Airbus se retire de l’appel d’offres du fédéral pour des avions de chasse

Les «exigences de sécurité du NORAD» imposent un «coût trop important aux plateformes dont les chaînes de production et d’entretien sont situées à l’extérieur» du Canada et des États-Unis, a indiqué Airbus Defence and Space.
Photo: Fred Scheiber Associated Press via La Presse canadienne Les «exigences de sécurité du NORAD» imposent un «coût trop important aux plateformes dont les chaînes de production et d’entretien sont situées à l’extérieur» du Canada et des États-Unis, a indiqué Airbus Defence and Space.

Le géant de l’aéronautique Airbus a annoncé vendredi se retirer de l’appel d’offres lancé par le gouvernement fédéral pour remplacer sa flotte d’avions de chasse en raison notamment des exigences de sécurité du Commandement de la défense aérospatiale de l’Amérique du Nord (NORAD) jugées trop coûteuses par l’européen.

L’entreprise a annoncé, conjointement avec le ministère britannique de la Défense, que le chasseur Typhoon présenté par le consortium européen Eurofighter pour remplacer la flotte canadienne de 88 CF18 ne ferait plus partie des candidats.

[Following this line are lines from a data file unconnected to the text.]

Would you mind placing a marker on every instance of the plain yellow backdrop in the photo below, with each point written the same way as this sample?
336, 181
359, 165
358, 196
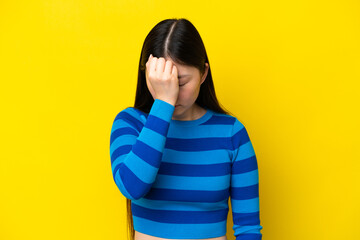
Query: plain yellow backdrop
289, 70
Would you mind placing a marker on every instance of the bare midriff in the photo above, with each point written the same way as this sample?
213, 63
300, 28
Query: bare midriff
142, 236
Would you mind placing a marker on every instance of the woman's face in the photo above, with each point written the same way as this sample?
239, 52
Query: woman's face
190, 81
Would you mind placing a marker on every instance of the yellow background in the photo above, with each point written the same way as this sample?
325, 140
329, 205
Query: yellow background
289, 70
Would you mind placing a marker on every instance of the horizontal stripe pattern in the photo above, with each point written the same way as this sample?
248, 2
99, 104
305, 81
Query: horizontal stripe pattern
179, 175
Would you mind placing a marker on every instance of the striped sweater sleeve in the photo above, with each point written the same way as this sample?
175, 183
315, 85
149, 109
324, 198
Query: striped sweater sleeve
136, 149
244, 190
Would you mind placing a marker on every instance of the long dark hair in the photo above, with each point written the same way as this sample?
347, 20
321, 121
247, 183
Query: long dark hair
179, 40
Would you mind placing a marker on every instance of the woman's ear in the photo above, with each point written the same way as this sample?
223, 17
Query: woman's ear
205, 73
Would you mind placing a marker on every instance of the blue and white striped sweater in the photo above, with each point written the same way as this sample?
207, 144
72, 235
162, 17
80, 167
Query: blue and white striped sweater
179, 175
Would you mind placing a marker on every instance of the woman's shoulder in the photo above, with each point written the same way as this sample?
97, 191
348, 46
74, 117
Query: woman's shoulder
132, 114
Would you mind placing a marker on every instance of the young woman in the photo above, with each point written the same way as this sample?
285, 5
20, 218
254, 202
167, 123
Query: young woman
177, 156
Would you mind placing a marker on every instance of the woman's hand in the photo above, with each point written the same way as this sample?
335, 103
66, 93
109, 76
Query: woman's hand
162, 79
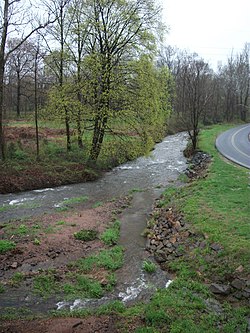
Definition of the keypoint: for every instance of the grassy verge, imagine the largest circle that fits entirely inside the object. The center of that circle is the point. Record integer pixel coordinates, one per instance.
(56, 166)
(216, 206)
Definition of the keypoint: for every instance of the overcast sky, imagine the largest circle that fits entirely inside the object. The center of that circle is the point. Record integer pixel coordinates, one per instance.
(212, 28)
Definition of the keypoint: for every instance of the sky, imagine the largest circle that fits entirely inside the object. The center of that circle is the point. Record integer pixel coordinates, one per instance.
(212, 28)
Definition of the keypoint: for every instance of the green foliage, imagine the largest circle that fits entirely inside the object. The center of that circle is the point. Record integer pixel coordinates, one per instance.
(36, 241)
(111, 235)
(148, 266)
(111, 259)
(6, 246)
(16, 279)
(44, 284)
(86, 235)
(76, 200)
(2, 289)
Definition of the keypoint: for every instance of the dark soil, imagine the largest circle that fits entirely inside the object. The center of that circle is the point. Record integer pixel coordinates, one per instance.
(62, 325)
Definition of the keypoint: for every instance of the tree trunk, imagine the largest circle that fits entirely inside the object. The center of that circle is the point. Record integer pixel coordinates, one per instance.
(18, 95)
(99, 131)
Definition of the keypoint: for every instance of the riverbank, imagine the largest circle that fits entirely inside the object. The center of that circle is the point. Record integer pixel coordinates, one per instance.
(24, 170)
(215, 212)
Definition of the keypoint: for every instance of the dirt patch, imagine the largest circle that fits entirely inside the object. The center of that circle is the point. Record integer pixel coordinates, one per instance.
(62, 325)
(49, 242)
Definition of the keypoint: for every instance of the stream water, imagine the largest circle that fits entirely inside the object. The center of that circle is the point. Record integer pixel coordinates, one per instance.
(151, 174)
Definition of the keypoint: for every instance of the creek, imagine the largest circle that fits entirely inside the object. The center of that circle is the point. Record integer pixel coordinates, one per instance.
(151, 175)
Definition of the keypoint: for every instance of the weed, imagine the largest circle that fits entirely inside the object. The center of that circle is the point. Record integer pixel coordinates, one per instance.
(111, 235)
(60, 223)
(111, 281)
(84, 287)
(136, 190)
(86, 235)
(111, 259)
(2, 288)
(6, 245)
(148, 266)
(75, 200)
(17, 279)
(36, 241)
(97, 204)
(44, 284)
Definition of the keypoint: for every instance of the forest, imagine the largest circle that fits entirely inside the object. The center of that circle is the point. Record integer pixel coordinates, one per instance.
(95, 83)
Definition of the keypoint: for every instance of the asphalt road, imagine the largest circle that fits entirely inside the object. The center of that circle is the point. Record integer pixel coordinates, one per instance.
(234, 144)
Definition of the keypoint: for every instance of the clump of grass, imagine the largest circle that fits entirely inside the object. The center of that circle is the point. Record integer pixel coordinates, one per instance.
(76, 200)
(111, 235)
(16, 279)
(6, 246)
(60, 223)
(86, 235)
(110, 259)
(36, 241)
(2, 289)
(84, 287)
(44, 284)
(97, 204)
(148, 266)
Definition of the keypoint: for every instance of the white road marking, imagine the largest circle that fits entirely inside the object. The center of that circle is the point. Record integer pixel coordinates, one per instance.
(234, 145)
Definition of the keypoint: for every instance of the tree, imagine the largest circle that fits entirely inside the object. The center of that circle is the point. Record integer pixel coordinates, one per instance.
(118, 32)
(20, 64)
(12, 14)
(59, 32)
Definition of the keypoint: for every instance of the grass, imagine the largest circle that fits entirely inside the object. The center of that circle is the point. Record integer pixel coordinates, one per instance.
(217, 206)
(75, 200)
(111, 236)
(148, 266)
(6, 245)
(16, 279)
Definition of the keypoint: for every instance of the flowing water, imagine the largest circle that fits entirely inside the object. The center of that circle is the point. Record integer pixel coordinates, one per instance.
(150, 174)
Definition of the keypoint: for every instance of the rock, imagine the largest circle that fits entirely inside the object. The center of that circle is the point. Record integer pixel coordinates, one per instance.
(220, 289)
(238, 284)
(160, 256)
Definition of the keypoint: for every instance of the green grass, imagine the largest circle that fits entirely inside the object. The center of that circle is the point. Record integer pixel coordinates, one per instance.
(16, 279)
(148, 266)
(75, 200)
(217, 206)
(111, 235)
(111, 259)
(6, 246)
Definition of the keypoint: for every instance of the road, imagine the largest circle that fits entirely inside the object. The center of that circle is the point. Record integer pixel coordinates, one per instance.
(234, 144)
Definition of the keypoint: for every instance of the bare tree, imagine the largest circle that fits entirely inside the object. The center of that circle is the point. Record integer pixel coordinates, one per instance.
(13, 17)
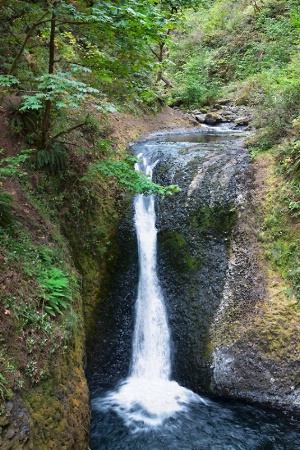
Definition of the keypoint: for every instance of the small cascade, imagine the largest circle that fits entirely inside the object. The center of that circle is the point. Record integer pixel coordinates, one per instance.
(148, 396)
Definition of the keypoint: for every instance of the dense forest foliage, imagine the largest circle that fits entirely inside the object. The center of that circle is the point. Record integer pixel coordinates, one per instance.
(65, 66)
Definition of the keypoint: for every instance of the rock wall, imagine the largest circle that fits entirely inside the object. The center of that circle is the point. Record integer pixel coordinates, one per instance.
(255, 331)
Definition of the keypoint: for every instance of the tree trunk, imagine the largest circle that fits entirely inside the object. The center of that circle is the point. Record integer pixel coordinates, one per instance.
(45, 126)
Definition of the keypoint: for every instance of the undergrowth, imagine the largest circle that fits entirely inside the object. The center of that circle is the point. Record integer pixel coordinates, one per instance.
(37, 316)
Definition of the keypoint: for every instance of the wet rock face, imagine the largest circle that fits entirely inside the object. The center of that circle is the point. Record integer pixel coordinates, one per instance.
(194, 230)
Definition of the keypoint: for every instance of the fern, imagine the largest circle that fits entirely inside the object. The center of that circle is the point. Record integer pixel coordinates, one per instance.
(55, 290)
(5, 208)
(52, 160)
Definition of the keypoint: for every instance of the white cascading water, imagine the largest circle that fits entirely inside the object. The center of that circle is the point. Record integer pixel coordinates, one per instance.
(148, 396)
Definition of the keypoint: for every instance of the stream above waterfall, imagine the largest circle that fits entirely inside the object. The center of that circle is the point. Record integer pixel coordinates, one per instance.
(128, 389)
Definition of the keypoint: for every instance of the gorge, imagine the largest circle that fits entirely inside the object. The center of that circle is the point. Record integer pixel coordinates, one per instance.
(194, 268)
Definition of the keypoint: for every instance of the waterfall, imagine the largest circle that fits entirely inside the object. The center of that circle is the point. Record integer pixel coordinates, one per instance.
(151, 346)
(148, 396)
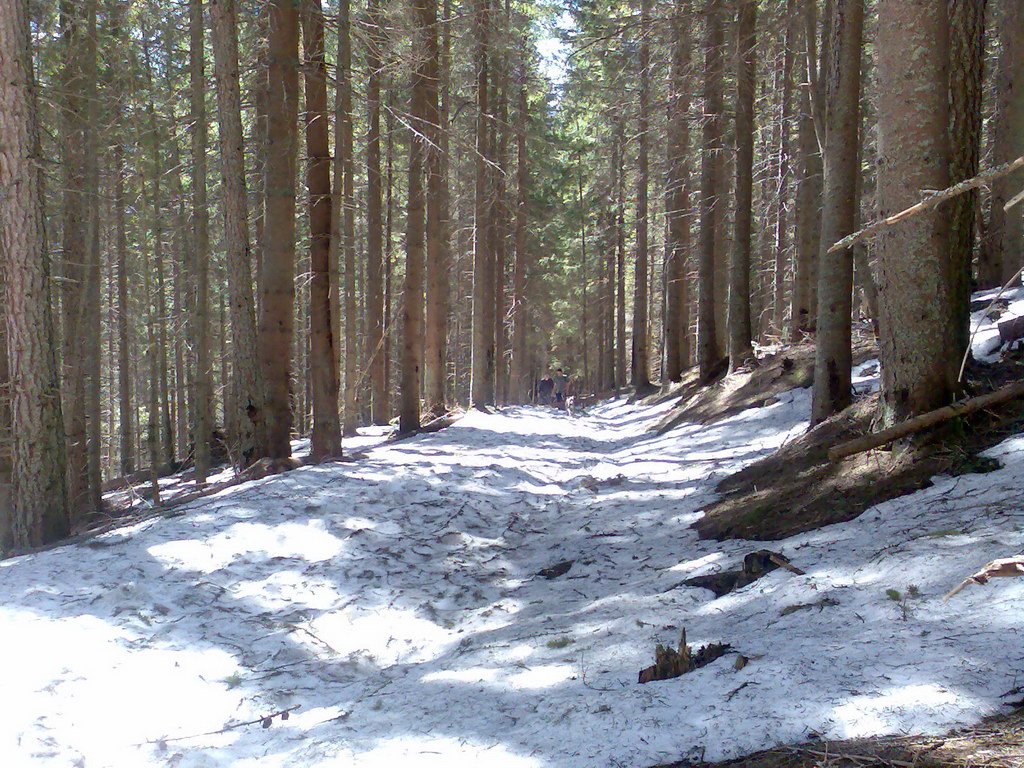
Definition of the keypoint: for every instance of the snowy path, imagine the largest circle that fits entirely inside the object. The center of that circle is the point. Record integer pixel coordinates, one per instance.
(396, 602)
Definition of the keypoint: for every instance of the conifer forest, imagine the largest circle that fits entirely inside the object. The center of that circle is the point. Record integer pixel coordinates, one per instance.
(684, 279)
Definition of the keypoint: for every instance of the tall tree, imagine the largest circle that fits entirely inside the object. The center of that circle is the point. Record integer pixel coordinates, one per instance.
(343, 229)
(967, 67)
(640, 369)
(520, 372)
(833, 359)
(202, 387)
(1000, 251)
(278, 286)
(709, 352)
(914, 291)
(677, 199)
(435, 132)
(425, 41)
(323, 371)
(375, 316)
(75, 128)
(482, 375)
(244, 413)
(39, 507)
(740, 350)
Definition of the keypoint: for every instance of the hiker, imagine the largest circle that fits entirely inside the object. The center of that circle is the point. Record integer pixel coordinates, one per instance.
(561, 383)
(544, 389)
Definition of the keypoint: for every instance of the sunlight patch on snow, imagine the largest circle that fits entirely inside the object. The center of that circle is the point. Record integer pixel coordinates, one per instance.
(309, 542)
(387, 636)
(699, 563)
(888, 713)
(427, 752)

Les « exigences de sécurité du NORAD » imposent un « coût trop important aux plateformes dont les chaînes de production et d’entretien sont situées à l’extérieur » du Canada et des États-Unis, a indiqué Airbus Defence and Space dans un communiqué.

De plus, « les importantes révisions récemment apportées aux exigences de retombées industrielles et technologiques (RIT) ne valoris[ent] pas suffisamment les engagements fermes compris dans l’offre de Typhoon Canada, alors qu’il s’agissait d’un point majeur », poursuit le communiqué.

Ce désistement laisse le champ libre aux trois autres candidats en lice, soit le suédois Saab avec son appareil Gripen et les Américains Lockheed Martin (chasseur F-35) et Boeing (F-18 Super Hornet).

Ces groupes d’armement ont jusqu’au printemps 2020 pour présenter leurs propositions initiales au Canada et une décision sera rendue début 2022, avait annoncé fin juillet le gouvernement canadien, qui attend son premier appareil dès 2025.

Ce contrat est estimé à au moins 15 milliards de dollars (10,3 milliards d’euros).

Le gouvernement de Justin Trudeau, à son arrivée au pouvoir fin 2015, avait annulé l’achat de F-35 de Lockheed Martin devant remplacer sa flotte vétuste de CF18, et avait plutôt décidé de remettre à plat ce dossier.

Le groupe français Dassault avait retiré son Rafale de la course en novembre 2018 car, selon différentes sources, le Canada avait des exigences techniques liées à son appartenance au groupe des « Five Eyes » impossibles à satisfaire.

Les « Five Eyes » sont une alliance des services de renseignement des États-Unis, du Canada, de l’Australie, de la Nouvelle-Zélande et du Royaume-Uni.

La mission principale de ces nouveaux avions est de patrouiller dans le ciel nord-américain de concert avec l’US Air Force dans le cadre du NORAD qui lie Washington et Ottawa.

Face au retard pris, le gouvernement de Justin Trudeau avait annoncé en décembre 2017 l’achat de 18 chasseurs F18 d’occasion à l’Australie pour prolonger la durée de vie de sa propre flotte de ces appareils.